Tuesday, October 03, 2006

A History of Violence

Until about a week ago, my exposure to the world of 'graphic novels' was limited to a single solitary viewing of the excellent 'Sin City'. Recently however, it seems any film I watch has a chance of being adapted from this shady source material... now, I may have been generalising in my 'V for Vendetta' review when I claimed that graphic novels were weightier than comic books, with more adult themes of emotional resonance, but after a viewing of 'A History of Violence', also sourced from a graphic novel, I'm not going to be changing my mind any time soon!

Laden with strong performances from all the central players, and some excellent supporting turns from Ed Harris and William Hurt, 'A History of Violence' is a tale of a man's identity, and his struggle with the truth of his origins. It asks important questions: "is a person defined by their past?" "can people change?" "is the truth always important?" "is it better to fight or flee?". This is not the stuff of Superman Returns...
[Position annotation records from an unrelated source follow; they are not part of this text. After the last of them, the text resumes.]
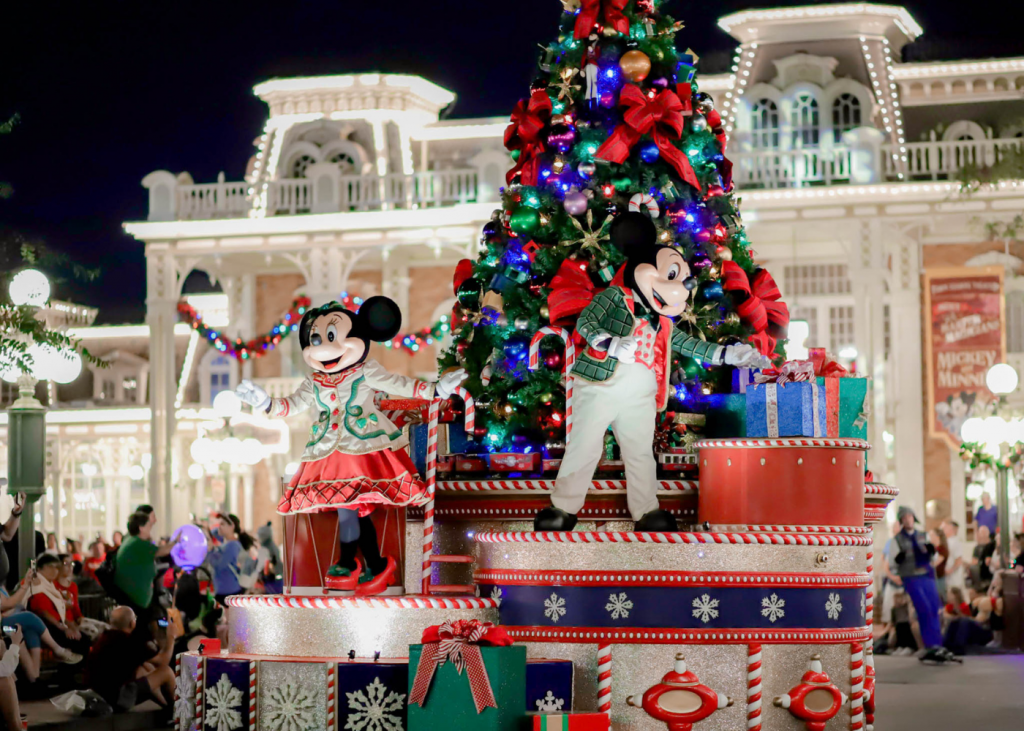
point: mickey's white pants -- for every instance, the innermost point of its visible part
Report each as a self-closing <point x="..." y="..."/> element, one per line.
<point x="627" y="402"/>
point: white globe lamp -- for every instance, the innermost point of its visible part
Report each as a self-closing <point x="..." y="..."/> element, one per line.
<point x="30" y="287"/>
<point x="1001" y="379"/>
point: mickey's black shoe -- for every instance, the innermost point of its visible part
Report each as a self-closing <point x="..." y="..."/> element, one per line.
<point x="553" y="519"/>
<point x="656" y="521"/>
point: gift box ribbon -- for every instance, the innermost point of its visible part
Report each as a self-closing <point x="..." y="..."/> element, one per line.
<point x="459" y="642"/>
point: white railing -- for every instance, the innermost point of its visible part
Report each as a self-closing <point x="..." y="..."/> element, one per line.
<point x="219" y="200"/>
<point x="353" y="192"/>
<point x="941" y="160"/>
<point x="279" y="387"/>
<point x="791" y="168"/>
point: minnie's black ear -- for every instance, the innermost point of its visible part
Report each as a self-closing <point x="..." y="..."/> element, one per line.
<point x="381" y="318"/>
<point x="633" y="230"/>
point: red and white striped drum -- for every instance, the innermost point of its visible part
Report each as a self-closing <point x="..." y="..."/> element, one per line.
<point x="795" y="481"/>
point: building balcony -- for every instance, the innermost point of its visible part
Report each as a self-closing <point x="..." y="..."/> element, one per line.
<point x="176" y="199"/>
<point x="866" y="163"/>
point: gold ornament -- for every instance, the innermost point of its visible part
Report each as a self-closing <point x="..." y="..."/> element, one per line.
<point x="635" y="66"/>
<point x="588" y="237"/>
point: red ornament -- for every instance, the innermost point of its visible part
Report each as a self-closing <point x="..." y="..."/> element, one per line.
<point x="815" y="700"/>
<point x="680" y="699"/>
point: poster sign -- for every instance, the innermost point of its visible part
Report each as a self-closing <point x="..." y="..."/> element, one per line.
<point x="965" y="336"/>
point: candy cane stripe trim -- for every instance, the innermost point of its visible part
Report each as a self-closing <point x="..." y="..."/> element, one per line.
<point x="332" y="602"/>
<point x="682" y="538"/>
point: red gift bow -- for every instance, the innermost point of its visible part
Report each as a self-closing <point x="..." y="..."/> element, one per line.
<point x="763" y="306"/>
<point x="825" y="366"/>
<point x="459" y="642"/>
<point x="792" y="371"/>
<point x="528" y="120"/>
<point x="613" y="16"/>
<point x="662" y="116"/>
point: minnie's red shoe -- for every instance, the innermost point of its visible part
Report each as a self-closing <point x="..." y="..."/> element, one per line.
<point x="344" y="584"/>
<point x="379" y="583"/>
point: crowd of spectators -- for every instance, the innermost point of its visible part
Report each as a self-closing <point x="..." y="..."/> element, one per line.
<point x="938" y="601"/>
<point x="109" y="621"/>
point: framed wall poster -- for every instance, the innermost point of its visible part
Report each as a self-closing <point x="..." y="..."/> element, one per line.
<point x="965" y="336"/>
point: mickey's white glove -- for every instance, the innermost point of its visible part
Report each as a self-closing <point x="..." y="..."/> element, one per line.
<point x="624" y="349"/>
<point x="252" y="394"/>
<point x="743" y="355"/>
<point x="450" y="381"/>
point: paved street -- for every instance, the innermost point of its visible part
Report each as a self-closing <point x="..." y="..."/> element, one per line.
<point x="985" y="693"/>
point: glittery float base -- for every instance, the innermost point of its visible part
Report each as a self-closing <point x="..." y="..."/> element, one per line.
<point x="333" y="631"/>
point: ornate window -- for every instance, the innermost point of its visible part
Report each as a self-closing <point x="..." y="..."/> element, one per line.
<point x="764" y="124"/>
<point x="846" y="115"/>
<point x="805" y="121"/>
<point x="300" y="164"/>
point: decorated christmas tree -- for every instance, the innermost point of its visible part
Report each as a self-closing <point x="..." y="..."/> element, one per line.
<point x="614" y="123"/>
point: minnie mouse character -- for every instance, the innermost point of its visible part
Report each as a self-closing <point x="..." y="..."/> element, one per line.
<point x="622" y="379"/>
<point x="354" y="459"/>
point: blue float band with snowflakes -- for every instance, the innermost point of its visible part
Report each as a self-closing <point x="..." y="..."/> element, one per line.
<point x="682" y="607"/>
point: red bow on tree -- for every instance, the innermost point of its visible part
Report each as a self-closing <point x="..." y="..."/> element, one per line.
<point x="760" y="305"/>
<point x="662" y="116"/>
<point x="524" y="134"/>
<point x="459" y="642"/>
<point x="612" y="12"/>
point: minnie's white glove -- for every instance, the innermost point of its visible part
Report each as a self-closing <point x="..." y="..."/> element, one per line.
<point x="743" y="355"/>
<point x="450" y="381"/>
<point x="624" y="349"/>
<point x="252" y="394"/>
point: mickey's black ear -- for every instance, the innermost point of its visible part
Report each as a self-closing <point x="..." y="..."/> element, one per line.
<point x="633" y="230"/>
<point x="381" y="318"/>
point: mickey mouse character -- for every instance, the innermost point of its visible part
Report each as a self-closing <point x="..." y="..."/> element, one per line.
<point x="354" y="459"/>
<point x="622" y="379"/>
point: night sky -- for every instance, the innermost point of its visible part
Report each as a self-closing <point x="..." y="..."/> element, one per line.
<point x="110" y="91"/>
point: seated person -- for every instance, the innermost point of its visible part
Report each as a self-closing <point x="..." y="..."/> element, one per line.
<point x="47" y="601"/>
<point x="124" y="671"/>
<point x="33" y="631"/>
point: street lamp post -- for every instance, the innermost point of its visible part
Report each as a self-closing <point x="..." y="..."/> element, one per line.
<point x="27" y="417"/>
<point x="998" y="436"/>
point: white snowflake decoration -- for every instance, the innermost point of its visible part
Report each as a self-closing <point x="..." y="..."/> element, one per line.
<point x="771" y="607"/>
<point x="289" y="707"/>
<point x="184" y="706"/>
<point x="833" y="606"/>
<point x="554" y="607"/>
<point x="706" y="608"/>
<point x="619" y="606"/>
<point x="374" y="712"/>
<point x="549" y="703"/>
<point x="221" y="701"/>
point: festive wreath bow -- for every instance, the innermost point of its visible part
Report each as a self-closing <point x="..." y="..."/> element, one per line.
<point x="612" y="13"/>
<point x="459" y="642"/>
<point x="761" y="306"/>
<point x="528" y="121"/>
<point x="659" y="115"/>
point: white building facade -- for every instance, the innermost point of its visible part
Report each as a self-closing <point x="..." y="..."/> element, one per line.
<point x="847" y="161"/>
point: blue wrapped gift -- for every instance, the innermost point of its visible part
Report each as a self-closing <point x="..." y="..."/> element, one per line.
<point x="794" y="409"/>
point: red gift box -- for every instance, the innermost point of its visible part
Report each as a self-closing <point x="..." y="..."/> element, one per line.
<point x="571" y="722"/>
<point x="514" y="462"/>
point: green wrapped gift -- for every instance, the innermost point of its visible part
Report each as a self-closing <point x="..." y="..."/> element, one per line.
<point x="468" y="677"/>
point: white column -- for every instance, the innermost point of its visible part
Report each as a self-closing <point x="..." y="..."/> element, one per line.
<point x="868" y="273"/>
<point x="907" y="378"/>
<point x="161" y="316"/>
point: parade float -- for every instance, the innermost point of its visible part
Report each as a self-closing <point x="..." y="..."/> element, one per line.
<point x="614" y="332"/>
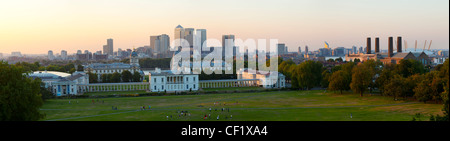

Viggo Mortensen is believable as Tom Stall, the mild-mannered owner of a small town diner, who's family life is literally turned upside down by a random encounter with a couple of 'the bad men'. This encounter has a dramatic effect on Tom, and while Mortensen does okay with the very meaty role, I get the feeling that a better actor would have really devoured the material. This means that the real star turn in this one is from Maria Bello, playing Tom's serenely settled wife. Her world suddenly shifts and she is plunged into insecurity and doubt, but Bello manages to portray this transformation from peaceful calm to emotional turmoil in confident manner. One to watch.

Ed Harris is truly menacing in this one, and William Hurt has never been this evil! But that's the power of David Cronenberg, the man who wrote 'Videodrome' and directed 'Crash', (not the Sandra Bullock version) 'The Fly' and 'The Dead Zone'. This man has a body of work that could make you shiver, but he should not be mistaken simply for a purveyor of schlock monster movies - 'Existenz' alone should be evidence of this. If more evidence was needed however, it is on display in 'A History of Violence'.

Although I have a sneaky suspicion that directors adapt graphic novels because it saves them from boring storyboarding sessions, every shot in 'A History of Violence' is visually arresting. Vivid colours are used to great effect in this one, emphasizing the emotions on display in each scene, and at times effectively isolating the central character, reinforcing his predicament. Cronenberg has to take some credit for these techniques. Also, he manages to elicit performances from his cast which are generally quite balanced, and in many cases, exceptional.

I should also point out that in the midst of this soberly dramatic tale of a man struggling with his own identity, and coping with his wife and kids in the process, Cronenberg has stamped a 'A History of Violence' with some of his trademarks, which I would associate more readily with his earlier works. The violence, when it assaults the screen, is shocking and extreme. We are left in no doubt as to the trauma inflicted on it's victims, be they the ones on the receiving end, or simply witnesses, like ourselves. In addition, there are a number of sex scenes which by Hollywood standards would have to be called 'graphic'... and a couple of which, by anyone's standards, would be called 'kinky'! (I never saw a scene like that in Calvin and Hobbes)

On balance, 'A History of Violence' is worth watching. It looks great, it's a well acted story with a beginning, middle and an end. The characters are believable and the pace of the action, while at times sluggish, is generally well managed by Cronenberg. I imagine that this movie has raised his stock no end (enough to win him a Palme d'Or nomination) and it's going to be very interesting to see what he'll do next.

Verdict: Quality film-making. Above average, but not mind-blowing.